10 cool road trip cars at Detroit Auto Show
What are the coolest road-trip vehicles on display on the manufacturers' stands at the North American International Auto Show this year? Step aside, flashy Corvettes and mega pick-up trucks. Here are the favorites of Detroit Free Press Travel Writer Ellen Creager:
• Kia K900 V8. Cool "VIP Rear Seat Package" features power reclining seats for backseat passengers that tilt so far back you can doze for miles. This rear-wheel drive car oozes comfort for solidly built adults headed cross-country ($60,000; on sale in spring.)
• Fiat 500L Thalassa. Like a Creamsicle on wheels. Nobody will fail to see you in this tricked-out Chrysler Mopar customized Fiat. With its white roof, orange body and teak floor mats, it's a playful car for sports travelers. ($50,000 customized.)
• Range Rover Autobiography Black Edition.

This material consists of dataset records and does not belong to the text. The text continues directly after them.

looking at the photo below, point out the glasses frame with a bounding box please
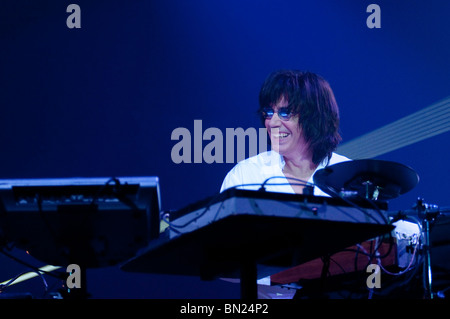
[261,107,296,121]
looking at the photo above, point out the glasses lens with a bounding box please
[262,108,274,119]
[262,107,294,120]
[278,107,291,120]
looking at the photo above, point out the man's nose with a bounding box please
[267,112,282,127]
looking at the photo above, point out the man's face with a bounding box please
[264,96,307,158]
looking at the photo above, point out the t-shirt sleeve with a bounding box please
[220,164,243,192]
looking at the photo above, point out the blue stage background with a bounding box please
[0,0,449,298]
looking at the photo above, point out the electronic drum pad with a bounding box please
[313,159,419,201]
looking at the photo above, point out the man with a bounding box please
[219,70,351,298]
[221,69,350,196]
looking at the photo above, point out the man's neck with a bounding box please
[282,151,318,180]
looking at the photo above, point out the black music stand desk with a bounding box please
[122,191,393,299]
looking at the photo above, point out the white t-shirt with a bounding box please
[220,150,351,196]
[219,150,351,298]
[220,150,420,299]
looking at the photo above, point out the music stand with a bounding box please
[0,176,161,298]
[122,190,394,299]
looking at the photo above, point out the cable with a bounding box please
[89,177,120,207]
[340,232,395,261]
[356,195,390,225]
[315,182,387,225]
[167,177,390,233]
[379,237,420,276]
[0,267,52,293]
[0,272,29,292]
[166,181,316,232]
[164,190,227,231]
[0,249,64,280]
[259,176,312,191]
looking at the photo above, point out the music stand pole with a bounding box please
[416,198,439,299]
[422,216,433,299]
[240,260,257,299]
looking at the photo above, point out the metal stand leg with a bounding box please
[416,198,439,299]
[422,218,433,299]
[240,261,257,299]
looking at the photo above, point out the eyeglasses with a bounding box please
[261,107,296,121]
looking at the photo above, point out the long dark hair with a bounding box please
[258,69,342,165]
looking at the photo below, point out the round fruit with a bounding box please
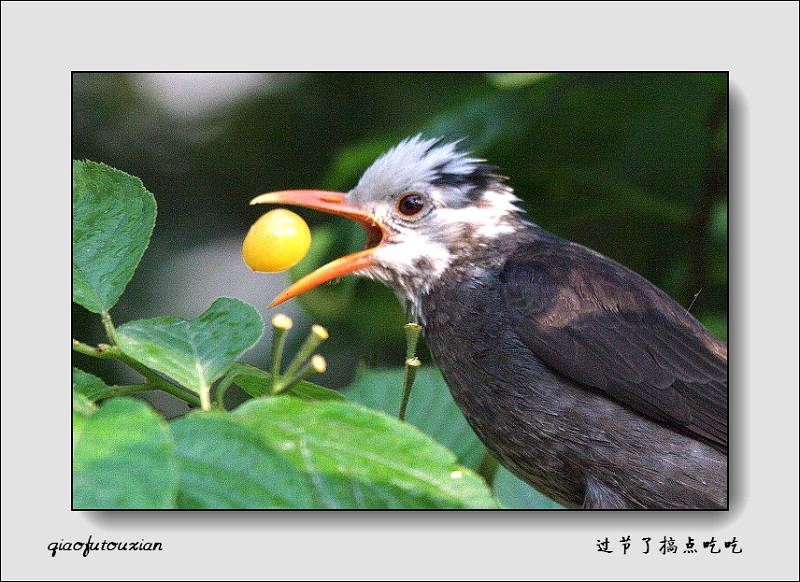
[242,209,311,272]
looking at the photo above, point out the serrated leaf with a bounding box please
[116,298,263,396]
[172,411,430,508]
[343,366,487,470]
[72,160,156,313]
[231,397,498,508]
[73,397,177,509]
[494,467,564,509]
[171,413,312,508]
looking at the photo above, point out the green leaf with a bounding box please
[226,363,272,397]
[343,366,487,470]
[72,160,156,314]
[287,380,346,402]
[72,367,120,402]
[229,363,345,401]
[494,467,564,509]
[171,412,314,508]
[171,404,495,509]
[172,411,425,508]
[210,397,496,508]
[116,298,264,397]
[72,391,95,448]
[73,397,177,509]
[72,388,97,417]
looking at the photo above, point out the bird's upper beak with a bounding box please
[250,190,386,307]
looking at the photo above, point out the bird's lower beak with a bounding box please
[250,190,386,307]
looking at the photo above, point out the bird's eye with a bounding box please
[397,192,425,217]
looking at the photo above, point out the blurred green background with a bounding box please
[72,71,727,403]
[72,72,728,508]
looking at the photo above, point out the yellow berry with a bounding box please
[242,209,311,272]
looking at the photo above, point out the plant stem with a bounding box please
[398,357,421,422]
[398,323,423,421]
[108,384,154,398]
[281,325,328,385]
[199,387,211,411]
[269,314,293,390]
[72,339,108,357]
[404,323,421,360]
[115,350,201,407]
[275,355,326,395]
[214,371,240,409]
[74,341,202,407]
[101,311,118,345]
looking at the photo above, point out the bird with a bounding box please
[250,135,728,509]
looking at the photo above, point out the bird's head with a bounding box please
[251,135,526,319]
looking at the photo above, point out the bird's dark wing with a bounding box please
[500,235,728,452]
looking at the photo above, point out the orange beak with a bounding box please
[250,190,386,307]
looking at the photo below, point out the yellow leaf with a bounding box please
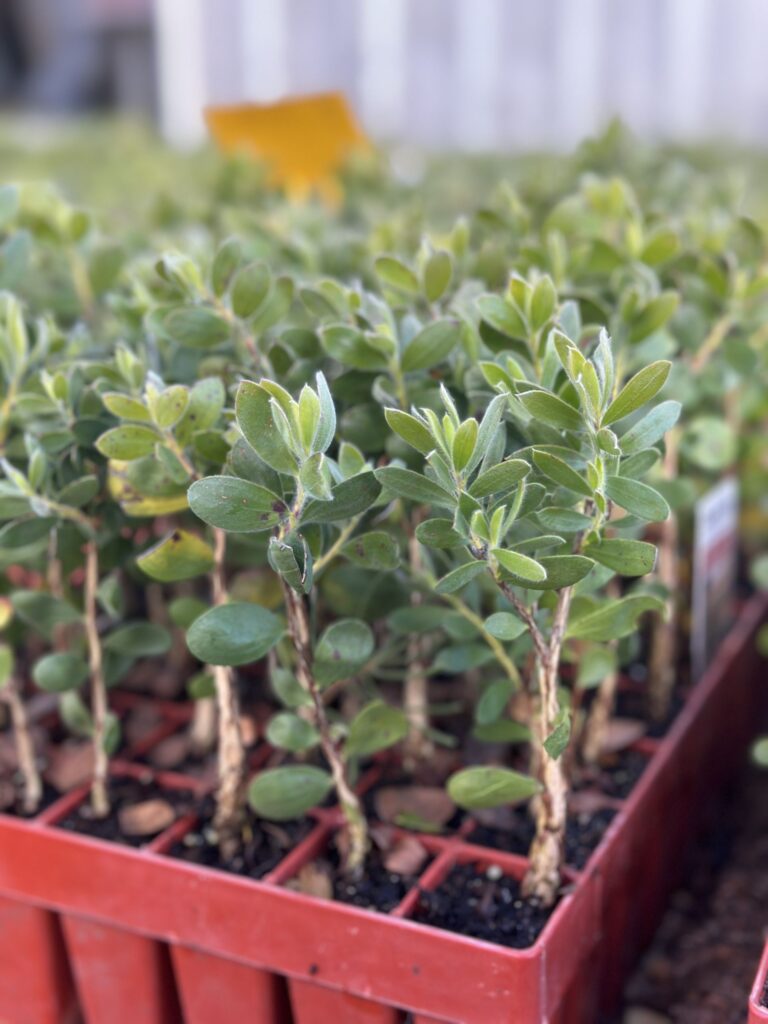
[107,462,188,518]
[205,92,370,206]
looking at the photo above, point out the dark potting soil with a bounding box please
[0,778,61,819]
[615,686,686,739]
[469,805,617,870]
[578,748,649,800]
[413,862,552,948]
[331,845,420,913]
[170,798,312,879]
[620,765,768,1023]
[56,775,194,848]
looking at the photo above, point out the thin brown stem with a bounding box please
[280,578,367,874]
[647,430,679,721]
[521,586,571,906]
[210,529,246,859]
[84,540,109,818]
[5,675,42,814]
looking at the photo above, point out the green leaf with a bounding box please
[619,400,681,455]
[530,276,557,330]
[321,325,390,370]
[415,518,464,548]
[518,554,593,590]
[60,691,93,738]
[235,381,298,475]
[271,667,311,709]
[543,707,570,759]
[188,475,286,533]
[96,425,159,461]
[104,623,171,657]
[375,255,419,293]
[58,475,99,508]
[102,393,152,423]
[424,250,452,302]
[401,320,460,372]
[469,459,530,499]
[149,385,189,430]
[432,643,495,674]
[266,712,319,753]
[567,595,665,641]
[473,720,530,743]
[374,466,455,509]
[751,737,768,768]
[137,530,215,582]
[0,517,56,549]
[268,535,313,594]
[169,596,208,629]
[211,237,242,296]
[586,538,657,576]
[231,262,270,318]
[384,409,434,455]
[345,700,409,758]
[537,507,592,532]
[447,766,540,809]
[175,377,226,446]
[476,677,515,725]
[476,294,527,340]
[187,603,283,666]
[315,618,374,686]
[187,671,215,699]
[750,554,768,591]
[484,612,526,640]
[341,531,400,570]
[33,653,89,693]
[434,561,486,594]
[248,765,333,821]
[452,419,478,472]
[518,390,582,431]
[576,647,617,689]
[602,361,671,426]
[605,476,669,521]
[301,472,381,524]
[0,644,12,688]
[492,548,547,583]
[163,306,231,349]
[627,292,678,343]
[313,372,336,455]
[299,452,332,501]
[532,450,593,497]
[11,591,80,640]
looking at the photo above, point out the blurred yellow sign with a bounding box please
[205,92,369,205]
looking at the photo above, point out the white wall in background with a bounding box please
[153,0,768,149]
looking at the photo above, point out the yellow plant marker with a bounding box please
[205,92,370,206]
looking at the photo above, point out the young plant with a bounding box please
[0,373,170,817]
[94,364,260,854]
[379,327,670,904]
[188,372,407,875]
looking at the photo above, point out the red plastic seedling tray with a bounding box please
[0,594,764,1024]
[749,940,768,1023]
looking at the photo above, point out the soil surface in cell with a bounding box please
[578,747,649,800]
[469,804,617,870]
[171,799,313,879]
[56,775,194,847]
[290,835,427,914]
[413,862,553,948]
[0,777,61,818]
[615,686,686,739]
[620,759,768,1023]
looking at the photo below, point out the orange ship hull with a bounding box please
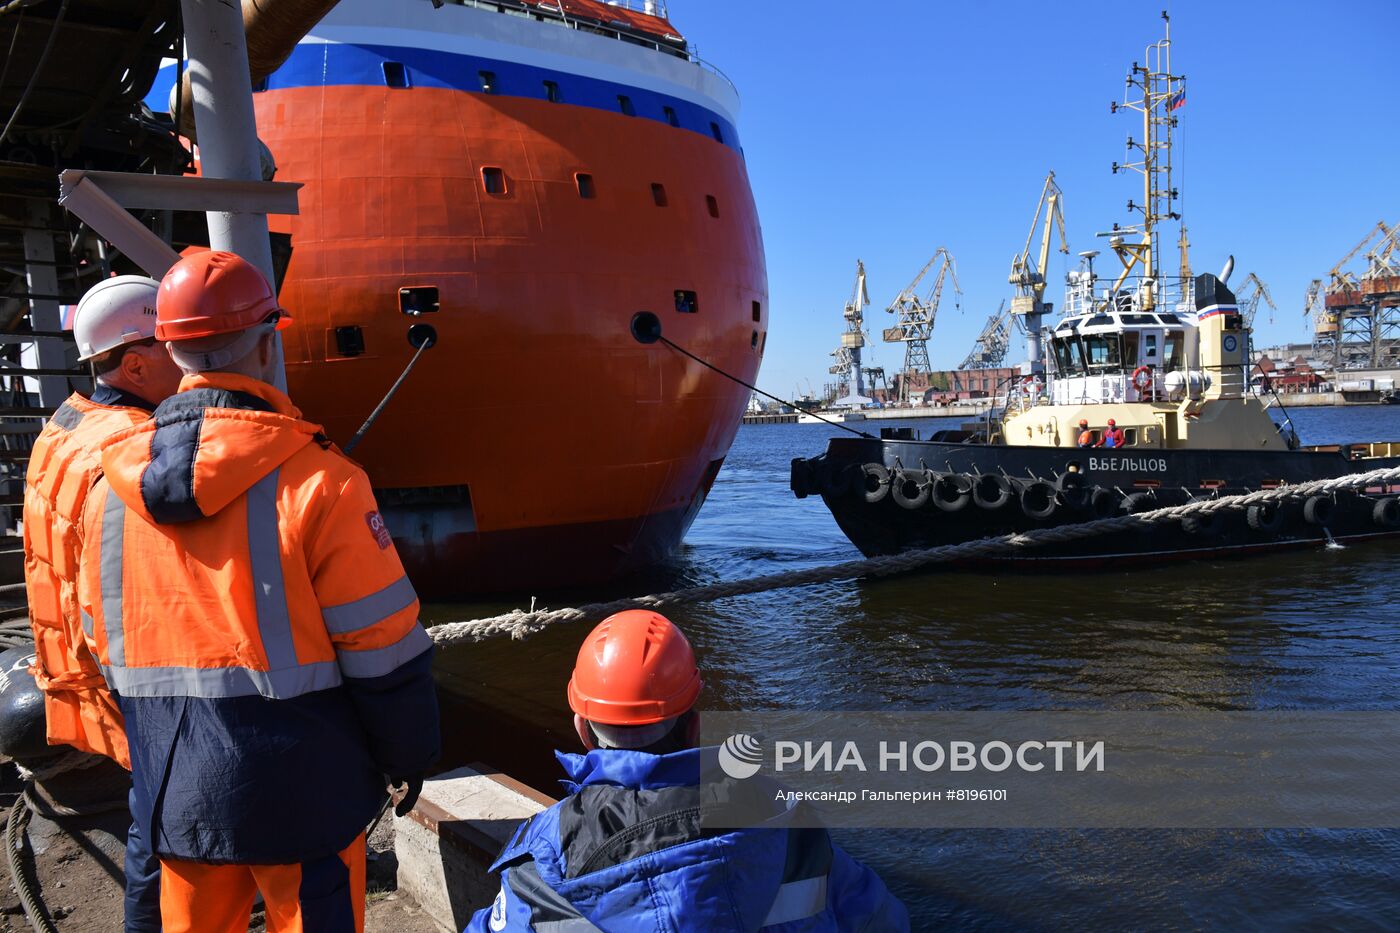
[251,9,766,597]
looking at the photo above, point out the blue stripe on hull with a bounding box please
[146,43,740,152]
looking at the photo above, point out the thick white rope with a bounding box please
[427,465,1400,648]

I can dream, can't I? Long wheelbase Rover features footrests, bottle chiller and a panoramic roof. It also has 2 flip-down desks for business travelers being whisked across the state when the jet is on the fritz. ($99,500.)
• MX-5 Miata. One of the greatest inexpensive sports cars ever made. It makes solo travel on paved country roads more fun than should be legal. Just don't bring a lot of luggage; its trunk is only big enough for a couple of packed duffel bags. ($29,500.)
• Ford Flex Limited. I have a soft spot for this boxy family SUV; the one I saw had an impractical but luscious white interior and a ruby red exterior. Multipanel vista roof, 12-speaker Sony radio, optional V6 Ecoboost engine. Who's up for a trip west? ($50,000.)
• Honda Odyssey Touring Elite. Yep, this is the one with the built-in vacuum cleaner. This briskly practical, slightly ordinary passenger van has plenty of seating flexibility and entertainment options to make sure the kids don't kill each other on long trips. ($44,000.)
• Subaru Forester 2.0 XT Touring. The Forester got a jazzy styling makeover for this year, but this sturdy all-wheel drive vehicle still appeals to solid outdoorsy types headed to muddy valleys and distant snowy peaks -- or those who wish they were. ($32,995.)
• Buick LaCrosse. Very fine car for long road trips, with cocoon-like refined interior. Its new "driver confidence package" includes lane departure warnings, adaptive cruise control and other safety features; I also like the available power rear sunshades, zzzz. ($38,000.)
• Ford Focus Titanium Hatchback. Peppy, comfortable and so sturdy on the freeway. It's a trustworthy trip companion, with 37 miles per gallon highway. Hatchback opening helps when packing the fairly wimpy sized trunk ($24,400.)
• 1965 Ford Mustang. Mint-condition convertible -- the serial No. 1 Mustang -- on loan from the Henry Ford Museum in Dearborn, is just be part of Ford's Mustang exhibit. But its clean lines promise a wind-in-your-hair road trip transporting you all the way back to the '60s. (Priceless.)
Full disclosure: Creager's daughter works for Toyota North America, her brother-in-law works at GM, her nephew works at Ford and her stepmom is a GM retiree, Creager once worked for Chrysler and owns a 2000 Miata and a 2008 Saturn. Her husband owns a Nissan.